O jornal dá como exemplo das passagens sujeitas a modificações ou simplesmente eliminadas aquela que identificava uma turista britânica mostrando a sua frustração perante um grupo de crianças egípcias. Trata-se da Mrs. Allerton de Morte no Nilo (1937), um dos livros mais lidos de Poirot, que considera “repugnantes” o olhar e os narizes infantis que insistem em fitá-la. Na nova versão, Allerton assume que não gosta de crianças, mas já não faz tais comentários.

O The Telegraph não nomeia fontes, mas diz saber, a partir do testemunho de funcionários da HarperCollins, que a editora tem recorrido a “leitores de sensibilidade” para adaptar os romances daquela a quem chamam “a Rainha do Crime”.

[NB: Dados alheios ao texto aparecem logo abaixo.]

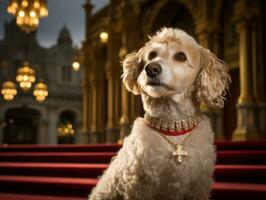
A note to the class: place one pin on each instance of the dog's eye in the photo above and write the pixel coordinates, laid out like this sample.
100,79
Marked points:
152,55
180,56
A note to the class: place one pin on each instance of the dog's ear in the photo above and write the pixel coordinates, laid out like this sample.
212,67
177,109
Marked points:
213,80
132,67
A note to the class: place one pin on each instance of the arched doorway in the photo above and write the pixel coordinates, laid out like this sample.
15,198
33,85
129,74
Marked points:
67,127
174,14
21,126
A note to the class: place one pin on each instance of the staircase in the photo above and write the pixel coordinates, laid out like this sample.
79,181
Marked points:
69,172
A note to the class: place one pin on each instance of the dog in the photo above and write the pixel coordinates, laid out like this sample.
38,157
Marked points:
169,154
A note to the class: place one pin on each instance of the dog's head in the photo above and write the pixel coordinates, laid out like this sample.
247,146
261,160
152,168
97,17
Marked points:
172,64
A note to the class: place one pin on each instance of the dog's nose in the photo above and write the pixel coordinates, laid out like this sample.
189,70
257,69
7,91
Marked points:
153,70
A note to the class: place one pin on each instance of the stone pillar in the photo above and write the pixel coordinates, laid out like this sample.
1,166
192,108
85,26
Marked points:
87,87
113,73
131,40
97,82
208,37
125,118
43,131
247,121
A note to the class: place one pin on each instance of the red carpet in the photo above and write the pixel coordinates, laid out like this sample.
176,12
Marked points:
55,172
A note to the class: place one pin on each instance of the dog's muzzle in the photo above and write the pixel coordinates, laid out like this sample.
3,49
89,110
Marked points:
153,70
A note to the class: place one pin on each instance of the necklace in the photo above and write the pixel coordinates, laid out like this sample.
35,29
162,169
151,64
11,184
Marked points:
173,127
178,152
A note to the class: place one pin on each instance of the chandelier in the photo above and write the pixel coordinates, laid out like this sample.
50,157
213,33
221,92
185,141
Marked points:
28,12
9,90
65,129
40,92
75,66
25,76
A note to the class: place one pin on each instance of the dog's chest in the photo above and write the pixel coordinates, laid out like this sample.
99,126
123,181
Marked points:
172,173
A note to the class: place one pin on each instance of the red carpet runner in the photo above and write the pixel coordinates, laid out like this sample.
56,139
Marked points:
69,172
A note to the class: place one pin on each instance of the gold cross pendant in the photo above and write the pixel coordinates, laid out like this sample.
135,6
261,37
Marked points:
179,153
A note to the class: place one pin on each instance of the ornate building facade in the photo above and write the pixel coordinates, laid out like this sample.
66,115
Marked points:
24,120
233,30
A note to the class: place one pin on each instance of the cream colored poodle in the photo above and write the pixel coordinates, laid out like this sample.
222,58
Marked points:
169,154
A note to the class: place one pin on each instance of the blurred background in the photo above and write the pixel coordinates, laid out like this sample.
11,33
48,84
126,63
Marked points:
60,65
60,82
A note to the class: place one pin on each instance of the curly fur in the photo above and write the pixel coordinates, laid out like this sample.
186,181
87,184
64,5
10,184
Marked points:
213,81
144,168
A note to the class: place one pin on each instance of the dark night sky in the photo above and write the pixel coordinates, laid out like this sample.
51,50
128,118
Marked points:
61,12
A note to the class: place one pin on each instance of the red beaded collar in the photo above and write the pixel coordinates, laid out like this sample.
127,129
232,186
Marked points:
173,128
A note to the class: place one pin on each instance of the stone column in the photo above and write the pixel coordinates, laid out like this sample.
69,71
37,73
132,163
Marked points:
131,40
87,88
113,73
247,121
208,37
52,126
43,131
97,128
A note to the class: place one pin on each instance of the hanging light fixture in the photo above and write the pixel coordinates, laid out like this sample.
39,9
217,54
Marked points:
40,92
104,37
75,66
25,76
28,12
9,90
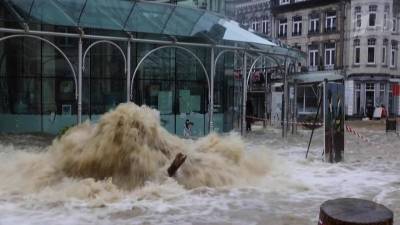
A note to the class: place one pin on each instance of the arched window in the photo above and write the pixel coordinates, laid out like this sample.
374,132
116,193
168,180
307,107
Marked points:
372,15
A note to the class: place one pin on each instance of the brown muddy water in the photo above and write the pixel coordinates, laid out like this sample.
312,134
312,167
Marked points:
115,173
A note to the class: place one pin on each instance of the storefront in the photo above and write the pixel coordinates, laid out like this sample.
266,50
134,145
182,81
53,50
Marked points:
65,62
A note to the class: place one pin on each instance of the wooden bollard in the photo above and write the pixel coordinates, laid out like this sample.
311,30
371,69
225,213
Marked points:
352,211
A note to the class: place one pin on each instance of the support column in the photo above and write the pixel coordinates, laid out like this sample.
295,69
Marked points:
286,101
295,108
265,94
128,71
244,98
80,81
211,114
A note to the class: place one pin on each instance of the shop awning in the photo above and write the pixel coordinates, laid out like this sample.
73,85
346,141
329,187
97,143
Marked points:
318,76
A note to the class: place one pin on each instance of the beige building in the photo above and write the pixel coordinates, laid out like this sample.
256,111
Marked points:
355,38
372,62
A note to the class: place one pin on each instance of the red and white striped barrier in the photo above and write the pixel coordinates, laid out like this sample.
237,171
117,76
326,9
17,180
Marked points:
299,123
354,132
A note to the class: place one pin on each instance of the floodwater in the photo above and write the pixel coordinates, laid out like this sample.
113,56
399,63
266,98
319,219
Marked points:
39,185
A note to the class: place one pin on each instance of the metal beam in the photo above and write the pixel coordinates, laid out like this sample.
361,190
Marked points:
55,47
212,75
177,47
80,80
102,42
138,40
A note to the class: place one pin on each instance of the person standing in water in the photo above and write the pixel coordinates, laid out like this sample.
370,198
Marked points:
187,129
249,114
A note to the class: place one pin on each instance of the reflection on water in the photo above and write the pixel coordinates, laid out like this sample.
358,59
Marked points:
40,186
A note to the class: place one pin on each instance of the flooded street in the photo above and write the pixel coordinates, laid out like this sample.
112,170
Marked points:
289,193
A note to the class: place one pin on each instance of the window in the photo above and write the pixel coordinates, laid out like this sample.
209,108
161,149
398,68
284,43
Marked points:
385,16
282,28
358,98
330,22
358,16
384,51
371,50
284,2
314,24
254,25
330,55
372,15
264,23
382,88
313,58
297,26
357,51
369,86
393,54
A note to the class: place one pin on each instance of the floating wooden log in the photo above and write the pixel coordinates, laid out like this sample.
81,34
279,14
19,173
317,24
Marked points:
351,211
178,161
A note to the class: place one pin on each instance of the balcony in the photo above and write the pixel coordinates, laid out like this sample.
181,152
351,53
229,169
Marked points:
294,34
328,30
313,32
282,35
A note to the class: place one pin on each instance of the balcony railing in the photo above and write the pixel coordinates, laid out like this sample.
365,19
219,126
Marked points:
296,33
313,32
330,29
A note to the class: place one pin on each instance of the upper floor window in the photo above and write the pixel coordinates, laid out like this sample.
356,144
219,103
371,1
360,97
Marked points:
330,22
393,54
264,24
357,52
371,50
297,26
284,2
282,28
254,25
330,50
357,13
372,15
313,57
314,24
384,51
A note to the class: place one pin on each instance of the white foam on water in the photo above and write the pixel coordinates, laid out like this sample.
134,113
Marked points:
283,187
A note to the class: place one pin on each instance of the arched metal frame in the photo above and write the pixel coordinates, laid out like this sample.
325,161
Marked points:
210,81
127,58
104,42
164,47
55,47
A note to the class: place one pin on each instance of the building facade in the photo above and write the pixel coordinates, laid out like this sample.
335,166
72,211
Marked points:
356,38
254,15
372,57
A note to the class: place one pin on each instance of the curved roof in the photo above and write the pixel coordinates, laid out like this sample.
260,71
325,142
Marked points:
133,16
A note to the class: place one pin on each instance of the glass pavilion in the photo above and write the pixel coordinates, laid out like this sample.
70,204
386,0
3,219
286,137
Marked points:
65,61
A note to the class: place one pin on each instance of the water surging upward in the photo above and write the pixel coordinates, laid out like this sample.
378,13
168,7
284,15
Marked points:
129,147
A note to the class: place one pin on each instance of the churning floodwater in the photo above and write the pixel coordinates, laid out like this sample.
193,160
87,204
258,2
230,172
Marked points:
115,173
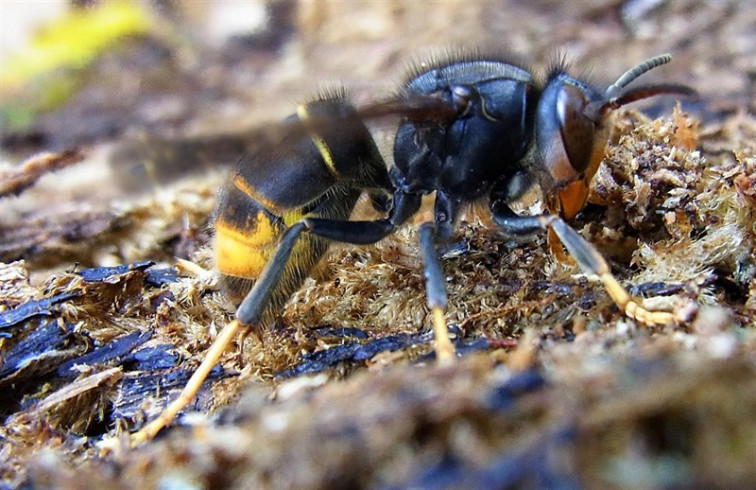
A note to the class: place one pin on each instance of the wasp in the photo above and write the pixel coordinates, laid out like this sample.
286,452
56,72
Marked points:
471,128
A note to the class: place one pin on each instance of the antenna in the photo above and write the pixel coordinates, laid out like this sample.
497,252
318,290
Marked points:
614,89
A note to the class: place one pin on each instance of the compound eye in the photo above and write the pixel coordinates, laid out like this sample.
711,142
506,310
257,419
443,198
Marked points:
462,96
578,133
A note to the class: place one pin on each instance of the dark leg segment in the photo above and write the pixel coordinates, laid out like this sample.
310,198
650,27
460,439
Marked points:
436,292
588,258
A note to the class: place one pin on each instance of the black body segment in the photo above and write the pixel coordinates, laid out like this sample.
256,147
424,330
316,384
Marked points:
471,129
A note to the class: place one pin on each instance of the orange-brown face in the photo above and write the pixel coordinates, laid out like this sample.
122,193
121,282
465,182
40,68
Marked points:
571,146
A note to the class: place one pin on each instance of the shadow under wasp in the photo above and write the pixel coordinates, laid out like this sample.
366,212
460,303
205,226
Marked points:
472,128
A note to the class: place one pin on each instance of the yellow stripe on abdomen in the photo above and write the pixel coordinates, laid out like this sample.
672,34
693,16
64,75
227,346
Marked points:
244,253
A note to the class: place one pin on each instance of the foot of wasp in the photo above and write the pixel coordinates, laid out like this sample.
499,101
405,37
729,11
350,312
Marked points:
436,294
588,258
220,344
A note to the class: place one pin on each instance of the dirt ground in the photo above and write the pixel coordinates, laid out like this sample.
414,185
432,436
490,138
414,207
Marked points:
554,387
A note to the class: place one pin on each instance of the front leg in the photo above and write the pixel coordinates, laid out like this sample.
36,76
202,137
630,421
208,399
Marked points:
588,258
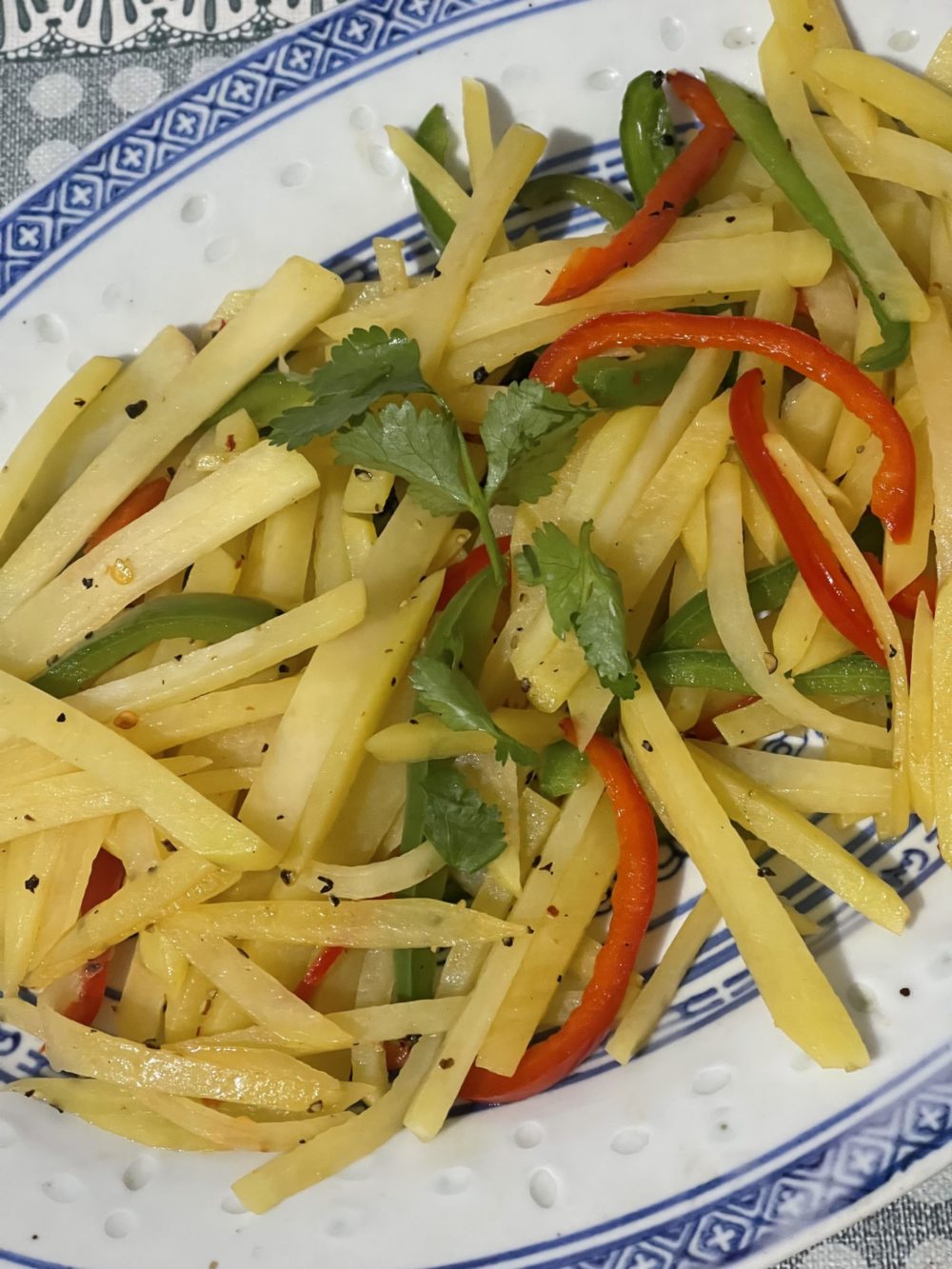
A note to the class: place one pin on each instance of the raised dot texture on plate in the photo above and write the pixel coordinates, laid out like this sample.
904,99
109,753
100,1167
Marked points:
739,37
220,248
64,1188
120,1223
528,1135
630,1141
140,1173
544,1187
53,96
296,174
672,30
453,1180
712,1079
194,208
604,80
50,328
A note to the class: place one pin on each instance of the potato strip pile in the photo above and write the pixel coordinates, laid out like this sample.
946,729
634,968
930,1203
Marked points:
349,656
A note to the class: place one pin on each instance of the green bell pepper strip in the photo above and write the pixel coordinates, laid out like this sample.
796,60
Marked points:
567,187
433,136
753,122
415,968
616,385
201,617
853,675
646,132
767,589
266,397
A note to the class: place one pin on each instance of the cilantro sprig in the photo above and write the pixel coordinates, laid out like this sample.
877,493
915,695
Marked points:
583,595
466,831
528,430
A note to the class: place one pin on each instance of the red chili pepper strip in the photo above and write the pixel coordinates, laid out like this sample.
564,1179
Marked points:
459,574
894,486
823,572
586,267
905,602
318,971
139,502
89,986
632,900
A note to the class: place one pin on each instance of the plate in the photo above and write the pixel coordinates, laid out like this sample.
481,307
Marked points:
720,1145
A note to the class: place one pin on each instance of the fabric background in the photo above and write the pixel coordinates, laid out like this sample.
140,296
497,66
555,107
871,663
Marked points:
71,69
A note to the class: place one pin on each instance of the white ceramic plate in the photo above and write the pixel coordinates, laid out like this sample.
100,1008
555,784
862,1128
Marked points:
722,1145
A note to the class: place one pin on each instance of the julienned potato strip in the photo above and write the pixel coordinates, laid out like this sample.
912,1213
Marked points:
337,903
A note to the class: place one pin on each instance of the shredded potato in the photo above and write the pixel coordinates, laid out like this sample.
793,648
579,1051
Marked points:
347,664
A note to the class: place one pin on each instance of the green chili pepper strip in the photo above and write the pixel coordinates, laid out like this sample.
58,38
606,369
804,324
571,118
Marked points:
767,589
201,617
266,397
415,968
566,187
616,385
646,132
753,122
433,136
853,675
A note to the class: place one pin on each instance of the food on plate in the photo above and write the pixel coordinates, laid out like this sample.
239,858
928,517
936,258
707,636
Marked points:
350,660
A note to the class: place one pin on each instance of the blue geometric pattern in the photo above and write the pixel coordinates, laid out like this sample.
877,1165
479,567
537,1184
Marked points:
795,1193
185,126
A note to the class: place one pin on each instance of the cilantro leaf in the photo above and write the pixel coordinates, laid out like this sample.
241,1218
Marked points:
562,770
463,633
421,446
465,830
528,433
585,595
447,693
367,366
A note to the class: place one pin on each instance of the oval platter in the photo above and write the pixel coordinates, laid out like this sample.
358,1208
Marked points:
720,1145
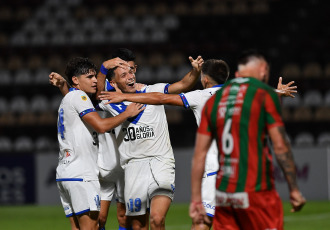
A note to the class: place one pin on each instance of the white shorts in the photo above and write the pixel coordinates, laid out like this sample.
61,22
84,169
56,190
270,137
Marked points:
145,179
208,192
79,197
112,182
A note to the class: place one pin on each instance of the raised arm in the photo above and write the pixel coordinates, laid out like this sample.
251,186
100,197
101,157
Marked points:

Com o passado colonial do tempo em que Agatha Christie viveu e escreveu bem presente, as referências étnicas e raciais, como a acima identificada, são um dos principais focos de atenção destes leitores chamados a pronunciar-se sobre as obras originais.

Em Um Mistério nas Caraíbas (1964), romance de Agatha Christie que põe mais uma vez Miss Marple em acção, os comentários desta detective amadora sobre os “dentes brancos” e “bonitos” de um empregado de hotel das Índias Ocidentais foram removidos. Personagens identificadas como “judeus” ou “ciganos” também é algo que deixou de acontecer em muitos dos livros de Poirot.

A palavra “nativo”, por exemplo, foi substituída por “local” (habitante, morador local), e o termo “nigger” (usado na língua inglesa com conotação depreciativa, o equivalente a “preto” no contexto português) foi simplesmente apagado, tanto das falas das personagens como do texto de qualquer obra de Agatha Christie já revista.

Nem a editora nem a empresa que gere os direitos da autora, a Agatha Christie Limited, responderam às perguntas que lhe dirigiu o The Sunday Telegraph.

Ao que o PÚBLICO apurou, em Portugal a reescrita de livros para eliminar as passagens eventualmente ofensivas para vários grupos de pessoas ainda não se pratica.